The initial major rationale and justification the US administration offered for the drone assassination of IRGC Gen. Qassem Soleimani and commander of Iraq’s Popular Mobilization Forces Abu Mahdi al-Muhandis was the Dec.27 rocket attack on K1 camp in Kirkuk, which houses coalition forces.
That attack involving surface-to-surface missile strikes killed an American contractor and reportedly wounded several US troops. Washington immediately blamed the Iran-backed Iraqi paramilitary group Khataib Hezbollah, with Mike Pompeo saying of the attack: “We will not stand for the Islamic Republic of Iran to take actions that put American men and women in jeopardy,” after he briefedPresident Trump. But top Iraqi military and intelligence officials are now calling this entire narrative into question.
A new lengthy New York Times investigative report cites multiple top Iraqi officials who go on record to say of their analysis of the Dec.27 Kirkuk incident: “These facts all point to the Islamic State, Iraqi officials say.”
The Pentagon says it has evidence decisively pinning it on Khataib Hezbollah, known for its closeness to Tehran; however, the paramilitary group itself has denied that it was behind the operation.
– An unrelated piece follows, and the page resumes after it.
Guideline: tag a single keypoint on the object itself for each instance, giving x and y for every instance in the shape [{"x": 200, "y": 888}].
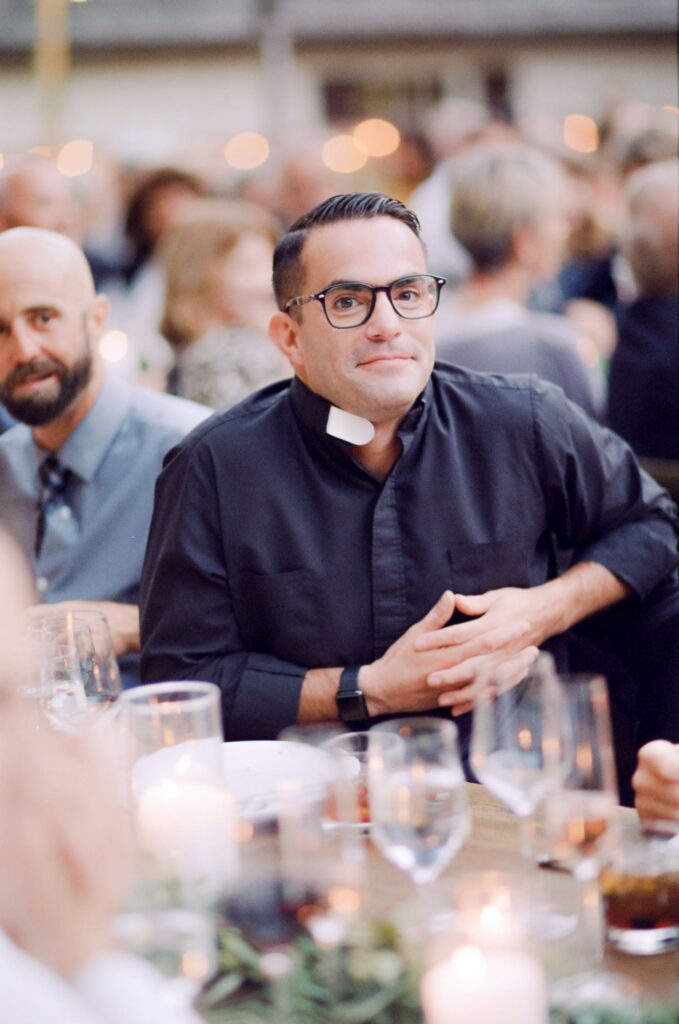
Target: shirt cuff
[{"x": 266, "y": 699}]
US officials have from the start been scant on details and have not made public any evidence or intelligence.
This led some analysts in the days after the attack to question whether ISIS cells, still known to be active in the area, might have been behind it — given also it would be to the Sunni terrorist group’s benefit to sow a major rift between US and local Iraqi Shia forces, which is precisely what happened (Trump has recently gone so far as to threaten “very big sanctions” on Baghdad if US forces are kicked out). Alternately the White House perhaps appeared ready to manufacture a justification to take out Soleimani.